70 days, indeterminate — 'Pruden's Purple' is an old family heirloom with a clouded history. It is a potato leaf variety that yields delicious, large, twelve to sixteen ounce fruit with dark pink skin and crimson flesh. The flavor is nice and balanced between sweet and tart.
The first mention of it that we can find is in a "want listing" in the 1980 Seed Savers Exchange Yearbook. For several years it was being sought and then in 1984, it started being traded among seed savers. Synonyms include spelling an punctuation variations - "Pruden Purple," "Prudens Purple," and "Prudence Purple" - as well as the names "Potato Top" and "Peruvian Black."

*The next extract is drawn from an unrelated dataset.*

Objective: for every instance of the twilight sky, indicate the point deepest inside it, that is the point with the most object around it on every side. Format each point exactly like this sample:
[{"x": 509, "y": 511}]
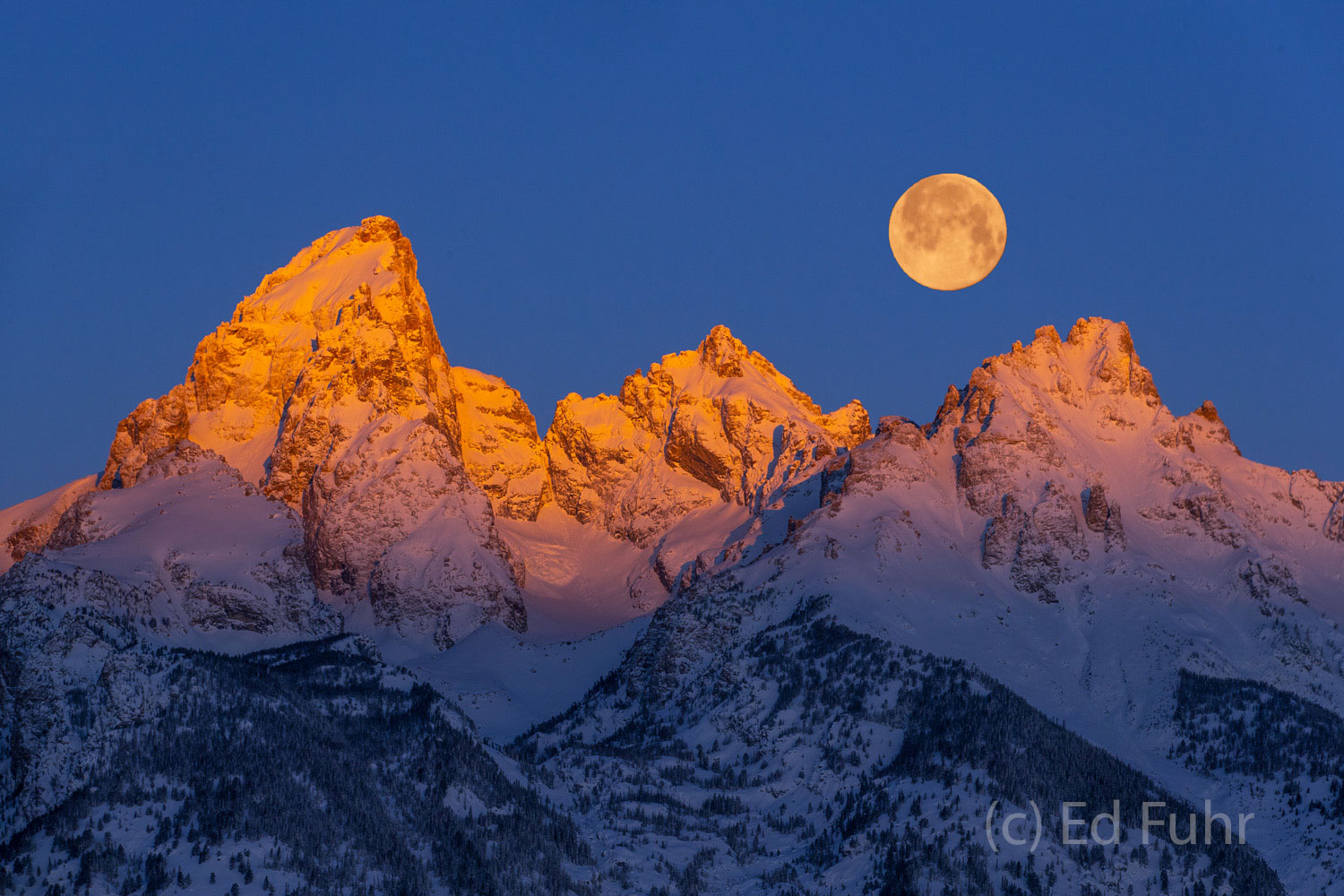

According to various SSE descriptions, its development is attributed to an "old woman in Eastern Kentucky" by the name of Mrs. Pruden. The early "want listings" describe a fruit that can be huge (up to five pounds each), and of a deep purple, almost black color. However, all instances of what has been offered to date are potato leaf, pink fruits which. In nineteenth century tomato terminology, "purple" always referred to what we now call pink.
Outside of private exchanges among seed savers beginning in the mid-1980s, 'Pruden's Purple' does not seem to have appeared in the commercial seed trade until the late-1990s. Each packet contains approximately 20 seeds.